Wouldn’t it be wonderful if old buildings could talk and tell us everything their windows have seen and their rooms have experienced? This is certainly the case with Lindau’s Old Town Hall on Maximilianstrasse. Grand, proud and colourful – the building stands in the heart of the island, its huge wooden staircase turned towards Bismarckplatz, as though it is inviting you to come and discover this piece of Lindau history.
Old Town Hall: Colorful building in Lindau
Work on the Town Hall began in 1422, and it took 14 years to complete this impressive Gothic building. Just a few years’ later, the building was the location for the first of many historic moments when Maximilian I convened the Reichstag in its wood-panelled council chamber in 1496.

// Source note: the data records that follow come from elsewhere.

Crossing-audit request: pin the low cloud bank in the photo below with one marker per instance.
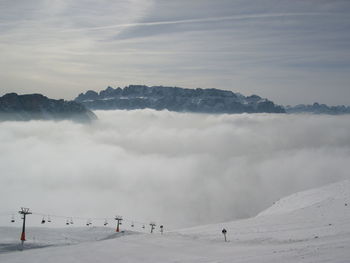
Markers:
(176, 168)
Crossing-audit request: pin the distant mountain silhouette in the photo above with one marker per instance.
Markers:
(39, 107)
(176, 99)
(317, 108)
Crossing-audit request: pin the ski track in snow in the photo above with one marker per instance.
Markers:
(310, 226)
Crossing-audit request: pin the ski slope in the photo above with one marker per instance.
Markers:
(310, 226)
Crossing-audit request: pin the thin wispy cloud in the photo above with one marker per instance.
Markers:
(289, 51)
(199, 20)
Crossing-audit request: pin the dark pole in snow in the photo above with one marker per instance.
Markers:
(152, 224)
(24, 211)
(224, 231)
(119, 219)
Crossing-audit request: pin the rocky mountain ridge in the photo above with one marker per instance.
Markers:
(176, 99)
(39, 107)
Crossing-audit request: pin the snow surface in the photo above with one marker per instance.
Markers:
(310, 226)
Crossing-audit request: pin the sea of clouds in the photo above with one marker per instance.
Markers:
(179, 169)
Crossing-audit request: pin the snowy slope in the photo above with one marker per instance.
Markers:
(310, 226)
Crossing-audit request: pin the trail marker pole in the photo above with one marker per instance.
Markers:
(224, 231)
(152, 224)
(24, 212)
(119, 220)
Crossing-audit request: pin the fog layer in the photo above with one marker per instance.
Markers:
(176, 168)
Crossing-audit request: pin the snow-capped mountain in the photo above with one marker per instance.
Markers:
(176, 99)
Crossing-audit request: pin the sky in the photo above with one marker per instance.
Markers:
(178, 169)
(288, 51)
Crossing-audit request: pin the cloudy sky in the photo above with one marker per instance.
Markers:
(289, 51)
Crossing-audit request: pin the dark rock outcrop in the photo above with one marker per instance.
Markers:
(39, 107)
(176, 99)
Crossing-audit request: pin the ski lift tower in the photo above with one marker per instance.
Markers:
(24, 212)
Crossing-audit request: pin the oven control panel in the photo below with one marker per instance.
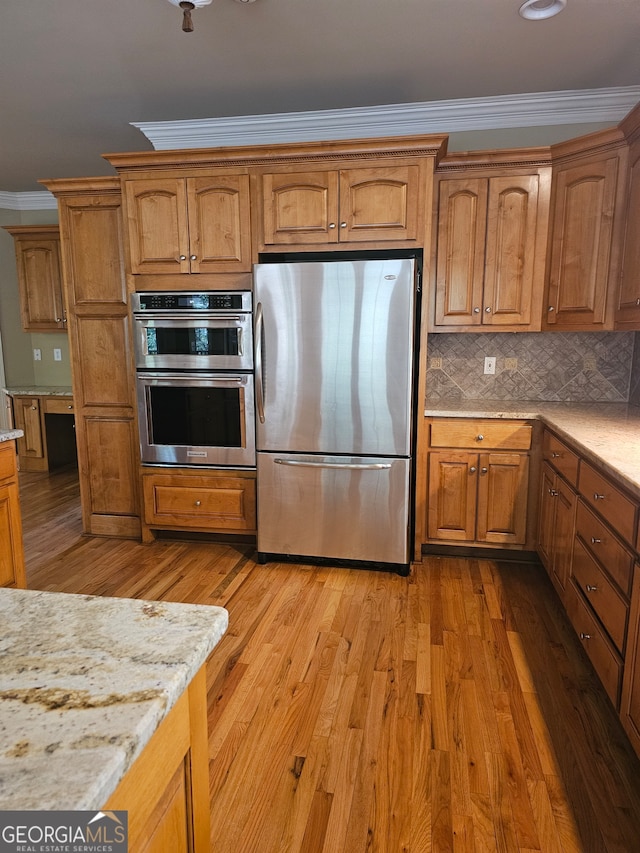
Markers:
(180, 301)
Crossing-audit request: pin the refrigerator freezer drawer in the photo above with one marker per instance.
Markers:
(334, 507)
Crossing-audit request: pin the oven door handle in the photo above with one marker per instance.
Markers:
(257, 360)
(141, 316)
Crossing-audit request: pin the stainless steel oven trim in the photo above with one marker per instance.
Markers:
(186, 455)
(242, 361)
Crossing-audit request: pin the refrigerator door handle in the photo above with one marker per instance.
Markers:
(353, 466)
(259, 389)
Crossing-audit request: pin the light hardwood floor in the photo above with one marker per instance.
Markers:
(351, 710)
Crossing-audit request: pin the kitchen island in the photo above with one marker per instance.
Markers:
(103, 704)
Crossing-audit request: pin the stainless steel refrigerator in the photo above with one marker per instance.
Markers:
(334, 365)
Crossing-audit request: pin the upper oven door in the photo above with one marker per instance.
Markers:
(177, 342)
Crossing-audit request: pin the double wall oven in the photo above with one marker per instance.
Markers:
(194, 376)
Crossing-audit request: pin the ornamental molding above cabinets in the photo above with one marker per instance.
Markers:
(534, 109)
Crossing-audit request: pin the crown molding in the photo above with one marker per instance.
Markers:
(28, 201)
(536, 109)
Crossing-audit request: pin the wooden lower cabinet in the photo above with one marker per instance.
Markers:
(213, 501)
(478, 498)
(556, 526)
(630, 704)
(48, 442)
(12, 571)
(166, 791)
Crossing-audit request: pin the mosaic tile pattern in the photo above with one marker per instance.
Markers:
(544, 366)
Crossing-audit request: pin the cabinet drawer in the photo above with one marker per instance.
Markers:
(605, 547)
(481, 434)
(608, 500)
(58, 405)
(605, 660)
(216, 503)
(8, 467)
(564, 460)
(610, 607)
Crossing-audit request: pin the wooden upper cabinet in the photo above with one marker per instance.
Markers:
(628, 303)
(39, 277)
(189, 225)
(490, 252)
(587, 197)
(375, 205)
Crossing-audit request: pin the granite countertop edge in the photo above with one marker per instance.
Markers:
(85, 681)
(607, 434)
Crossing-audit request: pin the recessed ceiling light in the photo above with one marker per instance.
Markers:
(536, 10)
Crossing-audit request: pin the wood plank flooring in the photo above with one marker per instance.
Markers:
(349, 710)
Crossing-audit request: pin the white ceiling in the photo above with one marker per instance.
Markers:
(75, 73)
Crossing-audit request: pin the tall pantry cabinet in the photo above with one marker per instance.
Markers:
(91, 232)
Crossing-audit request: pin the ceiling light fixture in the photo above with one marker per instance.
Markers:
(537, 10)
(188, 6)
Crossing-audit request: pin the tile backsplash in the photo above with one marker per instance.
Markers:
(544, 366)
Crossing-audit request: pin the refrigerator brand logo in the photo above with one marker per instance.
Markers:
(63, 831)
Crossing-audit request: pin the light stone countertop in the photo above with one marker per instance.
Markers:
(39, 391)
(605, 433)
(84, 683)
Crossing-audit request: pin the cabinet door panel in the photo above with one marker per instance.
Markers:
(502, 498)
(11, 554)
(452, 496)
(219, 235)
(95, 265)
(103, 378)
(379, 203)
(581, 244)
(300, 208)
(462, 226)
(510, 251)
(158, 228)
(111, 472)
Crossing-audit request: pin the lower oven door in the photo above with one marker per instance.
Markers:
(196, 419)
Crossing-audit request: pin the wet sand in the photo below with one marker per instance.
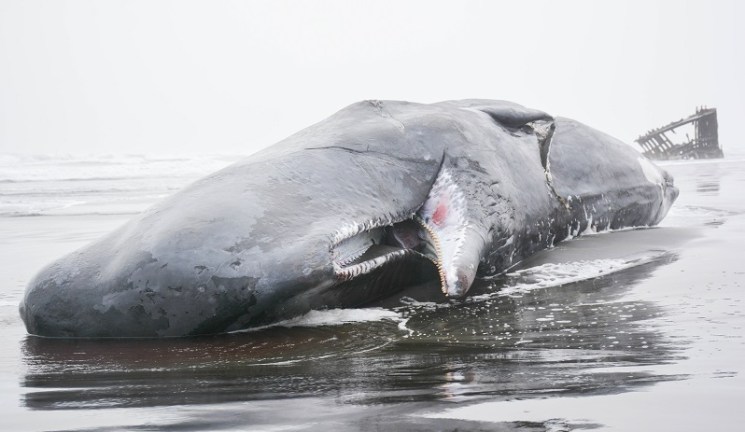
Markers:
(630, 330)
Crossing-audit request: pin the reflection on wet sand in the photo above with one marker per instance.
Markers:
(568, 339)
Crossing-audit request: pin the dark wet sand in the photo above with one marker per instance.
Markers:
(638, 330)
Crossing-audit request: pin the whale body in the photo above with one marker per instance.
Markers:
(380, 196)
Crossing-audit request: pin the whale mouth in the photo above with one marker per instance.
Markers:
(436, 231)
(371, 249)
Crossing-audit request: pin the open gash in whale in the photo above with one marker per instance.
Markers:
(380, 196)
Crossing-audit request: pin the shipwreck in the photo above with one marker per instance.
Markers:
(674, 141)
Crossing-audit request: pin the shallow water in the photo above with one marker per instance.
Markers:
(629, 330)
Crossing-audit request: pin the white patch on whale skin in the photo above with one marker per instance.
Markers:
(443, 216)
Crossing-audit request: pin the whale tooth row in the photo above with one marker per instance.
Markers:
(443, 217)
(437, 260)
(365, 267)
(354, 228)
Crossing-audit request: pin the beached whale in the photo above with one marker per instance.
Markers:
(380, 196)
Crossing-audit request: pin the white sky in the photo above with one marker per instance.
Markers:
(189, 77)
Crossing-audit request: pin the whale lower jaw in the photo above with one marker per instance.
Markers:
(435, 231)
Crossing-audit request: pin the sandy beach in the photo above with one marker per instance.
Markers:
(630, 330)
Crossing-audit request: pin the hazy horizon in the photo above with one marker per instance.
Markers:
(187, 77)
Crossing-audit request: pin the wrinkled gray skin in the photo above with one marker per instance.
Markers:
(257, 242)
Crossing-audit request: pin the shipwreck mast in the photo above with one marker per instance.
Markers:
(704, 145)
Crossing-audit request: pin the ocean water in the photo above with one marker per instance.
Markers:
(631, 330)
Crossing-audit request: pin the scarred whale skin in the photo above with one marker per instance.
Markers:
(377, 197)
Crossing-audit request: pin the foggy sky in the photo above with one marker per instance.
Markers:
(170, 77)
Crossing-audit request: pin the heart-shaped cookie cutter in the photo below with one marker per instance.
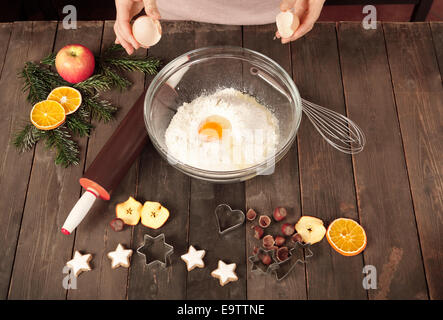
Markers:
(228, 219)
(155, 250)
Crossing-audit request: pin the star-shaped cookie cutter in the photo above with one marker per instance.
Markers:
(228, 219)
(155, 250)
(284, 268)
(257, 265)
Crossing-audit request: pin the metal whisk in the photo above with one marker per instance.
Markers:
(339, 131)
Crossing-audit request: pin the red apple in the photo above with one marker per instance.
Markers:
(75, 63)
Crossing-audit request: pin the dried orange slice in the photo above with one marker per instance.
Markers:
(47, 115)
(68, 97)
(346, 237)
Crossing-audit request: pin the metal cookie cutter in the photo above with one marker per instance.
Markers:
(155, 250)
(284, 268)
(257, 265)
(228, 219)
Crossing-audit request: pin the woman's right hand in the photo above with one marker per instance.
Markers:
(126, 10)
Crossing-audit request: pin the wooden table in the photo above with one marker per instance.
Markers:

In July 1655 the first Lindau Children’s Festival was held at the Town Hall. This laid the foundations for a wonderful tradition that still continues today. Girls and boys from all over the town dress up and parade to the Old Town Hall with flags and music to celebrate the town of Lindau. The children are given Butschellen (traditional sweet buns) and vouchers to spend at the funfair – and every year it seems like the historic Town Hall is smiling down on the boys and girls.

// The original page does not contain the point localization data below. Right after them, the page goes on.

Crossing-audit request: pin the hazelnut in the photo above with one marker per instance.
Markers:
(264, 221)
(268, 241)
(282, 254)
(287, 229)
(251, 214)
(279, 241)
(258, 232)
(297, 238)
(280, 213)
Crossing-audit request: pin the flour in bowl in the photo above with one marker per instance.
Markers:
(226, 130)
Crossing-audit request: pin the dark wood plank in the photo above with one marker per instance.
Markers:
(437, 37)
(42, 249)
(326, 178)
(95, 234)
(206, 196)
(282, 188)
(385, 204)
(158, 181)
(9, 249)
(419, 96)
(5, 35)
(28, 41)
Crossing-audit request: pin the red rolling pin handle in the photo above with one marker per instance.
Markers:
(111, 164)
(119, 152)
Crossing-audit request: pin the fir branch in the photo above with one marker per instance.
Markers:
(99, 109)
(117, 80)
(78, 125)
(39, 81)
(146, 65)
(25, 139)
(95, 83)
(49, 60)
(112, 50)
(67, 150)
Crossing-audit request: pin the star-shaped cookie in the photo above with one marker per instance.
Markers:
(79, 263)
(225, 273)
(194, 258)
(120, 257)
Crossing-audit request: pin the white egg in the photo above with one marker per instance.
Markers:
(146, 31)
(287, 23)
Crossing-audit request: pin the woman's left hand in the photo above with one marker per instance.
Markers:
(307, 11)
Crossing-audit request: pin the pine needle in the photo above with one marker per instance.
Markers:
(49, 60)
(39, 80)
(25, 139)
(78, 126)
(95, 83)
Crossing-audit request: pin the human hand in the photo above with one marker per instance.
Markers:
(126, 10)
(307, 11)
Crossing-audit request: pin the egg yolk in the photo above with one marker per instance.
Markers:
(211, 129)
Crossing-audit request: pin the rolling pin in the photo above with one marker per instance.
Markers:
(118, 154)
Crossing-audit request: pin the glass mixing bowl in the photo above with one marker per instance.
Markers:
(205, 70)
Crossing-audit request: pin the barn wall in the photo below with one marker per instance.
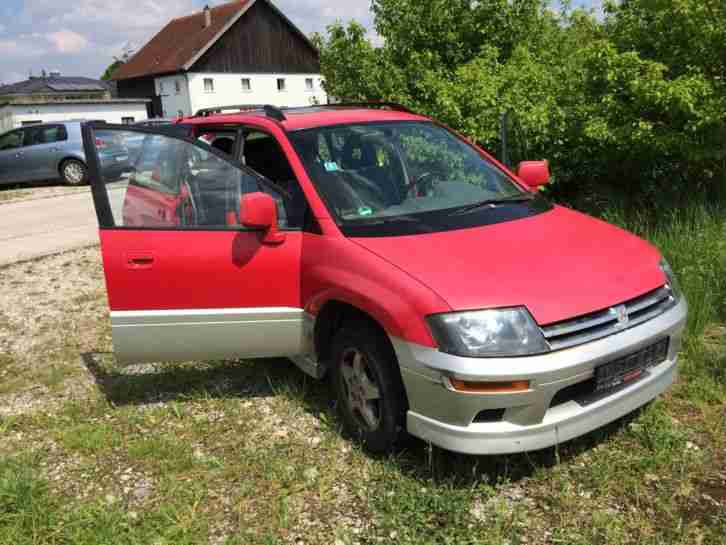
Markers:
(260, 42)
(228, 90)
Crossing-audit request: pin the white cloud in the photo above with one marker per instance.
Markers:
(67, 41)
(23, 46)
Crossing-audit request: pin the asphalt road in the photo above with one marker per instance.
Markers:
(45, 226)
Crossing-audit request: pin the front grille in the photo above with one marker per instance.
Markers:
(589, 391)
(605, 322)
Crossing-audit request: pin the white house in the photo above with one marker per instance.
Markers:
(239, 53)
(55, 98)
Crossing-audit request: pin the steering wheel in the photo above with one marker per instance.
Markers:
(415, 183)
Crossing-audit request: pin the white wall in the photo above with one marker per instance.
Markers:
(13, 116)
(228, 90)
(171, 101)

But it wasn’t quite so harmonious in 1930 when the building’s facade was to be renovated. For years there had been discussions about financing and how it should be decorated, but when artist Wilhelm Nida-Rümelin finally finished the work it provoked public outrage. Alongside his depictions of farmers, fishermen, a sea monster and the traditional linden trees, Nida-Rümelin had also painted a death dance, a battle between heaven and earth – symbolised by a skeleton and a young naked woman! The Bavarian People’s Party decided that such an erotic display was out of the question and demanded that it be removed immediately.
Library of the Former Imperial Free City in Lindau
Did this happen? Find out for yourself! And don’t forget to check out the back of the building. On the south side you will find more wall paintings and a historic sundial, along with the entrance to the Library of the Former Imperial Free City (Ehemals Reichsstädtischen Bibliothek, ERB). And in case you’re wondering about the oriel that juts out of the Old Town Hall, this is where the town’s rulers proclaimed their decisions and new laws to the citizens below. Inside the oriel there are pictures representing the Ten Commandments.
The Old Town Hall is used for meetings of the town council and committees and is still regularly used for receptions.